Iba tan encandilada por la vida que no había manera de que se diera cuenta de lo que ocurría a su alrededor. Siempre andaba perdida entre sus propios pensamientos, haciéndose ilusiones con cualquier pequeñez. El panadero le sonreía al darle los buenos días y se sonrojaba pensando que quería algo más. En su cabeza le contestaba: «muchas gracias por su aprecio, pero ahora mismo prefiero seguir soltera». Y se iba sosteniéndole una mirada juguetona y mordisqueándose el labio carmín. En el fondo deseaba, necesitaba fervientemente estar con alguien, con cualquiera, no tenía prejuicios ni predilecciones.

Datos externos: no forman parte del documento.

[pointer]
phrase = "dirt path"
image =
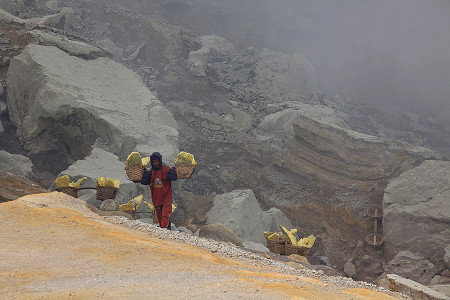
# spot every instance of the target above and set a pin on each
(53, 247)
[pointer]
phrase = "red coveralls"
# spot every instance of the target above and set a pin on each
(161, 189)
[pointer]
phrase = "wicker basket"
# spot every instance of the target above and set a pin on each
(184, 171)
(106, 192)
(291, 249)
(71, 191)
(155, 218)
(277, 246)
(135, 173)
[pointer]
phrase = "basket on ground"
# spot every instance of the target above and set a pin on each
(184, 171)
(135, 173)
(277, 246)
(106, 192)
(71, 191)
(291, 249)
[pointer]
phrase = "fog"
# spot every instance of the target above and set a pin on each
(395, 53)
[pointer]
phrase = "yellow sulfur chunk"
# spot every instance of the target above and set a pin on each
(134, 159)
(307, 242)
(150, 206)
(78, 183)
(62, 181)
(145, 161)
(289, 235)
(185, 158)
(132, 204)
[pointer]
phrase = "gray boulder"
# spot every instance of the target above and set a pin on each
(447, 256)
(15, 163)
(199, 58)
(58, 101)
(241, 212)
(101, 163)
(412, 266)
(273, 218)
(277, 128)
(62, 20)
(416, 208)
(280, 75)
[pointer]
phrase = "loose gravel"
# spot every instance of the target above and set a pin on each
(232, 251)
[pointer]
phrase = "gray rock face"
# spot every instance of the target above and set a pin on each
(62, 20)
(241, 212)
(219, 232)
(58, 101)
(279, 74)
(199, 58)
(447, 256)
(416, 209)
(15, 163)
(109, 46)
(412, 266)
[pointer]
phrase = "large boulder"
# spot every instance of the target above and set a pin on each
(13, 186)
(412, 266)
(280, 75)
(15, 163)
(324, 149)
(416, 209)
(277, 128)
(199, 58)
(241, 212)
(101, 163)
(63, 104)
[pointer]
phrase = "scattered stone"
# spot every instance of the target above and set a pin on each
(16, 163)
(349, 269)
(13, 186)
(199, 58)
(410, 288)
(184, 229)
(240, 211)
(219, 232)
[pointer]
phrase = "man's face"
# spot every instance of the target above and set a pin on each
(155, 164)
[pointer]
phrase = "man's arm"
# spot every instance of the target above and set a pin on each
(172, 174)
(146, 177)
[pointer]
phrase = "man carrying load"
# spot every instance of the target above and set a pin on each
(159, 178)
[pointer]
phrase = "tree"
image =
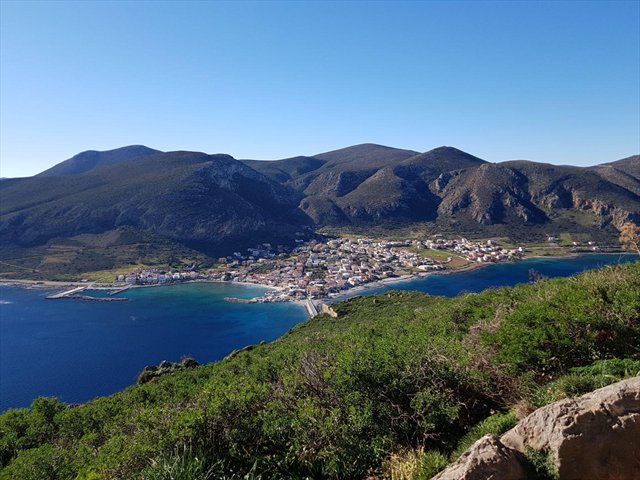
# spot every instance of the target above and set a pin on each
(630, 237)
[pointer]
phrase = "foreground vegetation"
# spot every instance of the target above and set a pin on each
(398, 384)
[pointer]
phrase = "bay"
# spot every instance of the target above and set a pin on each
(77, 350)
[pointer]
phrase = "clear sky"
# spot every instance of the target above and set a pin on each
(549, 81)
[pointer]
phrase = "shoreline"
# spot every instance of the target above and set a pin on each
(55, 284)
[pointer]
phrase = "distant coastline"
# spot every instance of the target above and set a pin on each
(351, 292)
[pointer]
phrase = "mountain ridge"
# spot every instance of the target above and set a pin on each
(216, 204)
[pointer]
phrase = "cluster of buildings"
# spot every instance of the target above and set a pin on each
(154, 276)
(314, 270)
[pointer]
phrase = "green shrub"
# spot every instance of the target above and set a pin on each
(496, 424)
(335, 397)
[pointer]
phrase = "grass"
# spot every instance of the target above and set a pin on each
(399, 382)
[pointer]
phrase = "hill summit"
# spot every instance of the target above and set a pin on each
(209, 205)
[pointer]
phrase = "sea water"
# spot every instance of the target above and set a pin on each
(77, 350)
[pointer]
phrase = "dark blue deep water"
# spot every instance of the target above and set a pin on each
(78, 350)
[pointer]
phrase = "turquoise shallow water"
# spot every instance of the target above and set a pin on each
(78, 350)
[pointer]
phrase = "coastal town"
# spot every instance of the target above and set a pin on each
(328, 269)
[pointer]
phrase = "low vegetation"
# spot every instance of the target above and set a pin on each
(396, 386)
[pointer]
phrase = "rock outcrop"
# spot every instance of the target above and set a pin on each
(595, 437)
(487, 459)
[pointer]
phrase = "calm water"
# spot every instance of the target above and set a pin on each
(79, 350)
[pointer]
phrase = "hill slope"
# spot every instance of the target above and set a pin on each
(209, 202)
(335, 397)
(371, 184)
(213, 205)
(91, 159)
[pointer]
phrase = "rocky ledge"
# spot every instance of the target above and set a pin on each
(595, 437)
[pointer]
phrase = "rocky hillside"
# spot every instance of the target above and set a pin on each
(594, 436)
(212, 205)
(92, 159)
(206, 201)
(375, 184)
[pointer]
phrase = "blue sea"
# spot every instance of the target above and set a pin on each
(78, 350)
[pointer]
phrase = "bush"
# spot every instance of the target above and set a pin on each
(496, 424)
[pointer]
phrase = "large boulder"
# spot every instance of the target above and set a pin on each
(487, 459)
(593, 437)
(596, 436)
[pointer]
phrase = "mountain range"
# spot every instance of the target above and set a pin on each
(213, 204)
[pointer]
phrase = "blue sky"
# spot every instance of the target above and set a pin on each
(555, 82)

Pero se contaba y se creía ciegamente la historia de que era mujer soltera poderosa que no necesitaba a nadie. Era libre y hacía lo que le daba la gana.
Cada mañana se maquillaba y arreglaba como si saliera a la caza del mejor postor.
Y sí, alguno caía en su mirada y se iban a escondidas a algún lugar oscuro a saciar su sed y beber de la fuente del eterno placer. Nunca daba su número porque era adicta a su libertad. No quería que ningún hombre le pusiera una cadena en el cuello fruto de los celos y le preguntara porqué se viste así o se maquilla asá. «Parece que quieras follarte a todo el mundo», le dijo el último.
«A lo mejor me quiero follar a todo el mundo… O no. ¿Acaso tengo que ir mal vestida y desarreglada por la vida para parecer o ser una mujer normal? Soy mujer, tengo pechos, cuido mi cuerpo y me siento bella, eso no significa – ven fóllame – y si alguien, sea hombre o mujer, solo ve eso, debería irse a un psiquiátrico. Si quiero follar no necesito mostrar mis pechos o levantar mi culo. Si quiero follar, te follo y listo.»
Y así iba, encandilada por la vida. En su propio mundo.
Y así iba, encandilada por la vida, en un mundo de ensueño donde era libre, pero esclava de sus pensamientos.